Feature Extraction for Effective and Efficient Deep Reinforcement Learning on Real Robotic Platforms

Deep reinforcement learning (DRL) methods can solve complex continuous control tasks in simulated environments by taking actions based solely on state observations at each decision point. Because of the dynamics involved, individual snapshots of real-world sensor measurements afford only partial state observability, so it is typical to use a history of observations to improve training and policy performance. Such intertemporal information can be further exploited using a recurrent neural network (RNN) to reduce the dimensionality of the dynamic state representation. However, using RNNs as an internal part of a DRL network presents challenges of its own; and even then, the improvements in resulting policies are usually limited. To address these shortcomings, we propose using gated feature extraction to improve DRL training of real-world robots. Specifically, we use an untrained gated recurrent unit (GRU) to encode a low-dimension representation of the state observation sequence before passing it to the DRL training procedure. In addition to dimensionality reduction, this allows us to unroll the RNN by encoding the observations cumulatively as they are collected, thereby avoiding same-length input requirements, and train the RL network on the raw observations at the current step combined with the GRU-encoding of the preceding steps. Our simulation experiments employ gated feature extraction with the TD3 algorithm. Our results show that the GRU-encoded state observations improve the training speed and execution performance of the TD3 algorithm, improving the learned policies in all 19 test cases, exceeding the maximum achieved reward by over 38% in 8 and doubling the maximum achieved reward in three, while also outperforming a baseline implementation of SAC in 17 out of 19 environments. Moreover, the greatest improvement is seen in real-world experiments, where our approach successfully learns to balance a pendulum as well as a complex quadrupedal locomotion task. In contrast, the standard TD3 algorithm not only does not show any learning progress at all, but also repeatedly damages the hardware.

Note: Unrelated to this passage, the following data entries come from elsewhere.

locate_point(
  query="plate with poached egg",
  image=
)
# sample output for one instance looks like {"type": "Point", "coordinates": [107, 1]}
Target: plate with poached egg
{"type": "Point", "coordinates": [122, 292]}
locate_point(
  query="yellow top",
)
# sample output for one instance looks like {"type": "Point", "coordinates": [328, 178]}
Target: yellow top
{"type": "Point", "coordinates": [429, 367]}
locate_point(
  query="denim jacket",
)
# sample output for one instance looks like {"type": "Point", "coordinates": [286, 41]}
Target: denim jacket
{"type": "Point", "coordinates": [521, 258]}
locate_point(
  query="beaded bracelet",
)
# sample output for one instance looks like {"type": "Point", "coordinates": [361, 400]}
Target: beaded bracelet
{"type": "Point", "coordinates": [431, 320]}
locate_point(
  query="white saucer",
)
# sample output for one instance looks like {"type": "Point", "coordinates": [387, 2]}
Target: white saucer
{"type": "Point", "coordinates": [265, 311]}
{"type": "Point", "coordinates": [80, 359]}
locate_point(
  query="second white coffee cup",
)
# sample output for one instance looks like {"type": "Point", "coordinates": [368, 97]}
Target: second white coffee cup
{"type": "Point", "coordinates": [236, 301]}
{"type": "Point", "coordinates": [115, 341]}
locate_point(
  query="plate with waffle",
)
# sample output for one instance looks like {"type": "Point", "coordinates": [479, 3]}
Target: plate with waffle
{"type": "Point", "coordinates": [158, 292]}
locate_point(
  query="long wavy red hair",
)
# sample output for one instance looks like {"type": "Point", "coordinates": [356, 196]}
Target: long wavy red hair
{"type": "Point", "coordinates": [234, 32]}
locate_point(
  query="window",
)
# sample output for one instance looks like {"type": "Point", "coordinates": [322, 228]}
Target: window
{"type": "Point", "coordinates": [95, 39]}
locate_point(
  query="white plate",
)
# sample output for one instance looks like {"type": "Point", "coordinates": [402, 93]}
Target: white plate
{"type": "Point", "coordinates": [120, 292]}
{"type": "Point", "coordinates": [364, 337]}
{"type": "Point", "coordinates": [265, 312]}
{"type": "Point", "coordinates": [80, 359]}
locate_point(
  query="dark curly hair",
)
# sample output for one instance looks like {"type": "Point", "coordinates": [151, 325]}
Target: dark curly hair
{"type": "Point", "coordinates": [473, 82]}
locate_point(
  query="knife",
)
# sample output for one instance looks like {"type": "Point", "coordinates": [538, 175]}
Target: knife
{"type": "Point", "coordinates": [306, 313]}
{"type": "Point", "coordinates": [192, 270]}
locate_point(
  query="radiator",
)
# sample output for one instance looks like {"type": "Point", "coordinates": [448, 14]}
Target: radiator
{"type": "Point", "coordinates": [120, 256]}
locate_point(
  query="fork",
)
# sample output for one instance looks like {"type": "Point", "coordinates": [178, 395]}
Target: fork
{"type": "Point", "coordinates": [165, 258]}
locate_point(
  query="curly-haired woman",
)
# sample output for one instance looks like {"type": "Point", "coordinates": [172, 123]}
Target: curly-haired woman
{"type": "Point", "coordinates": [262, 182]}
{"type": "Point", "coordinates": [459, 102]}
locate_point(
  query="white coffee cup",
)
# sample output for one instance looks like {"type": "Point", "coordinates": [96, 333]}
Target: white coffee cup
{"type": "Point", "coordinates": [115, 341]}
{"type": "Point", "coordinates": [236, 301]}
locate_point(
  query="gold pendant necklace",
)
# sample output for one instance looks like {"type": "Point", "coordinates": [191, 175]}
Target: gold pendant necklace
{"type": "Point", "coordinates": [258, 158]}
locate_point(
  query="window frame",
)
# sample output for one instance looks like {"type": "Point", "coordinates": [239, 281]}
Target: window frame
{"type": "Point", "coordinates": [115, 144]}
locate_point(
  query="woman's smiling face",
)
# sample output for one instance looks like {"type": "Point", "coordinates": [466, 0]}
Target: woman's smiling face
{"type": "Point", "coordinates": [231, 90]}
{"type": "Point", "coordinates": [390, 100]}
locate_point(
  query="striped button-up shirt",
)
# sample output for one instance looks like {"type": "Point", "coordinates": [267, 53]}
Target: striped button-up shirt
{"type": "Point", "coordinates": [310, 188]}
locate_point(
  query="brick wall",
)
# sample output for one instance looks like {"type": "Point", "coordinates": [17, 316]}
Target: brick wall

[1]  Xingye Da,et al.  Dynamics Randomization Revisited: A Case Study for Quadrupedal Locomotion , 2020, 2021 IEEE International Conference on Robotics and Automation (ICRA).

[2]  Lorenz Wellhausen,et al.  Learning quadrupedal locomotion over challenging terrain , 2020, Science Robotics.

[3]  S. Levine,et al.  Learning to Walk in the Real World with Minimal Human Effort , 2020, CoRL.

[4]  J. Ortega,et al.  Approximation Bounds for Random Neural Networks and Reservoir Systems , 2020, The Annals of Applied Probability.

[5]  Clarence W. de Silva,et al.  Teach Biped Robots to Walk via Gait Principles and Reinforcement Learning with Adversarial Critics , 2019, ArXiv.

[6]  Joonho Lee,et al.  Learning agile and dynamic motor skills for legged robots , 2019, Science Robotics.

[7]  Henry Zhu,et al.  Soft Actor-Critic Algorithms and Applications , 2018, ArXiv.

[8]  Sergey Levine,et al.  Learning to Walk via Deep Reinforcement Learning , 2018, Robotics: Science and Systems.

[9]  Atil Iscen,et al.  Sim-to-Real: Learning Agile Locomotion For Quadruped Robots , 2018, Robotics: Science and Systems.

[10]  Herke van Hoof,et al.  Addressing Function Approximation Error in Actor-Critic Methods , 2018, ICML.

[11]  Yuval Tassa,et al.  DeepMind Control Suite , 2018, ArXiv.

[12]  Marcin Andrychowicz,et al.  Sim-to-Real Transfer of Robotic Control with Dynamics Randomization , 2017, 2018 IEEE International Conference on Robotics and Automation (ICRA).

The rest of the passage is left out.